In file-based deduplication, backup system can detect identical files in the storage system, such as two or more same files are stored in different logical directories. Obviously, once the file is slightly changed, deduplication is not applicable.

In block-based deduplication, backup system can detect identical blocks in the storage system. This method is fine-grained, so the detection of identical blocks will be applied on every single block in each file. Generally, it will be able to save more space than file-based way. However, when data insertion happens in a block, significant data shuffle will happen in subsequent data blocks, resulting in the inapplicability of deduplication on those blocks.

Segment-based deduplication is introduced to solve this problem. Each file is detected and splitted into segments by a certain algorithm. This algorithm will try to detect logical segments of file, and keep the segment size in a reasonable value. For example, in a plain text file, the algorithm may split the file by paragraph, that is to detect new line characters. Of course, different patterns are applied to different data format to ensure better logical separation of data.
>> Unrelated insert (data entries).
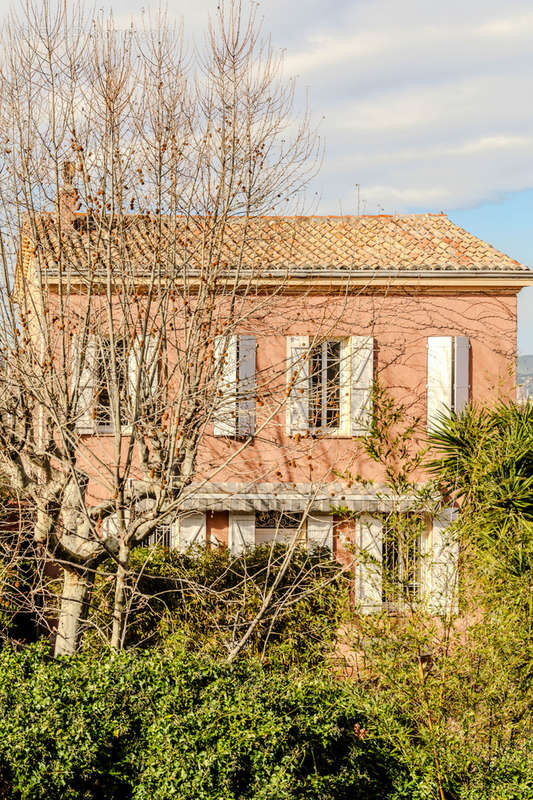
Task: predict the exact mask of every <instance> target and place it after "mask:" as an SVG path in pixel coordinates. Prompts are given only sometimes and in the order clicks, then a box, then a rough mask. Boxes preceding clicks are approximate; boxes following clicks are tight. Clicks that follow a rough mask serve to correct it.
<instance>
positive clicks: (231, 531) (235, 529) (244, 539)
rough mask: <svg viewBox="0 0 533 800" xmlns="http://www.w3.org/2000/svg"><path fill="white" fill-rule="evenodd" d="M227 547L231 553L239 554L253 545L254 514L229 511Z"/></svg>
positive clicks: (254, 536)
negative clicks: (229, 511)
mask: <svg viewBox="0 0 533 800" xmlns="http://www.w3.org/2000/svg"><path fill="white" fill-rule="evenodd" d="M228 543H229V549H230V552H231V553H232V555H234V556H240V555H241V553H244V552H245V551H246V550H249V549H250V548H252V547H254V546H255V514H254V513H253V512H251V513H250V512H248V513H241V512H234V511H230V515H229V542H228Z"/></svg>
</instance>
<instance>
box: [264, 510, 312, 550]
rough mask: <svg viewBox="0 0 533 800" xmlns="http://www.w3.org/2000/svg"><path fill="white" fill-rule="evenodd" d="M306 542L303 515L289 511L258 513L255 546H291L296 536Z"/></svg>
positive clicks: (264, 512)
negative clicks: (267, 544)
mask: <svg viewBox="0 0 533 800" xmlns="http://www.w3.org/2000/svg"><path fill="white" fill-rule="evenodd" d="M295 535H297V536H298V538H300V539H302V540H305V527H304V524H303V514H300V513H297V512H289V511H256V512H255V544H256V545H261V544H267V543H269V542H274V541H275V542H279V543H280V544H290V543H291V542H292V541H293V540H294V536H295Z"/></svg>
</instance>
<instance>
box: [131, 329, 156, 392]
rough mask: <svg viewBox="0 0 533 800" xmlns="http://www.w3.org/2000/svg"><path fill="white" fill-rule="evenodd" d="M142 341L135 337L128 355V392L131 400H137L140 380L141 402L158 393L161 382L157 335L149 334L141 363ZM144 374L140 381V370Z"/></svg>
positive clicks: (145, 341)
Since the file is separated in logical patterns, so we are more likely to benefit from data deduplication through this way.

While single algorithm is hard to detect so many different file formats, so data producer can provide us with the most suitable separation algorithm as a plugin to the deduplication feature, to help the file it produced to be more logically understood.

In order to implement this, we need to build an index to store the metadata for every segment, so that we will be able to tell whether some data are added, removed or modified.